The Emergency Humanitarian Relief Assistance to Victims of Drought in the country approved by the AfDB Board of Directors on Monday, February 9, 2015 will support the efforts being made by the Federal Government of Somalia in conjunction with the United Nations to provide urgent food aid distributions and food deliveries to drought-affected families in several parts of the country.
The grant has been mobilised from the Bank's Special Relief Fund (SRF) and will be used to purchase food items, finance costs of transportation and distribution of food rations to the beneficiaries as well as administrative charges.
The assistance will be channeled through targeted food distribution to households affected by the drought, mainly vulnerable groups (like widows, orphans, female- and elderly-headed households) without alternative means of survival.
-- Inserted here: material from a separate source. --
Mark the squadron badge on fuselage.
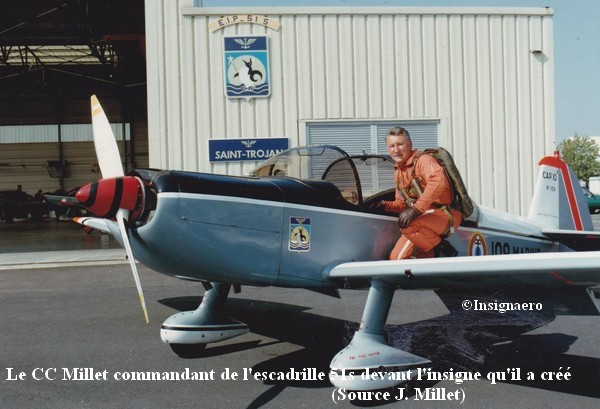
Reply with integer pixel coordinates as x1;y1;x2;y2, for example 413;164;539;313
289;217;311;252
468;231;488;256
Due to the imminent shortfalls, local and regional purchases, which have the added benefit of supporting the national and regional agricultural economies, will be made.
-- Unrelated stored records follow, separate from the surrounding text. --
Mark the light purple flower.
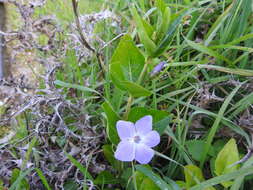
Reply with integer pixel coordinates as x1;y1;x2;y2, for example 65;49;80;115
114;115;160;164
150;61;166;77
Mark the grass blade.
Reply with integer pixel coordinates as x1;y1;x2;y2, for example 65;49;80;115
185;38;231;64
54;80;100;94
9;168;33;190
35;168;52;190
200;84;242;168
190;165;253;190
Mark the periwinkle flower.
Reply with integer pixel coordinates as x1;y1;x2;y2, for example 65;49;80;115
150;61;166;77
114;115;160;164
The World Food Programme (WFP), which has a well-established network in the country for food relief assistance and a strong procurement system and infrastructure in place that could be readily used to quickly procure goods and services needed, has been selected to implement the Bank's relief operation. WFP will also sensitize host communities about the temporary nature of the emergency support in order to avoid creating wrong expectations and dependencies.
According to United Nations statistics, some 9 to 10 million people in the Horn of Africa are in need of humanitarian assistance as a result of a severe drought, whose effects have been worsened by poor rains, conflict, trade disruptions and reduced humanitarian assistance in Ethiopia, Kenya, Somalia and Djibouti. Continued deterioration as a result of severe droughts in 2010 and 2011, coupled with poor humanitarian access and inadequate humanitarian assistance, culminated in the declaration of famine in southern Somalia in 2011, with more than 250,000 people, mainly women and children dying from hunger and decease.
A recent food security analysis led by the UN Food and Agriculture Organization (FAO) indicates that over 1 million people need urgent humanitarian assistance in Somalia, a 20% increase in six months. And a further 2 million people face significant food security stress.
Humanitarian supplies, mainly food stocks from donor countries have been delivered to affected areas such as Gedo and Bay Regions; Middle Shabelle and Hiraan; Warsheikh and Bulo Burto by the government, with logistical support from the African Union Mission in Somalia (AMISOM).
The humanitarian request from the Federal Government of Somalia fulfills three criteria required to qualify for Bank Group assistance: (i) the emergency situation is of a scale, which is clearly beyond the capacity of the Somali Government to handle alone; (ii) the proposed activities can be carried out expeditiously and effectively within the required time frame; and (iii) the emergency relief assistance aims at restoring a degree of normalcy in both the social and economic life of the affected populations as quickly as possible.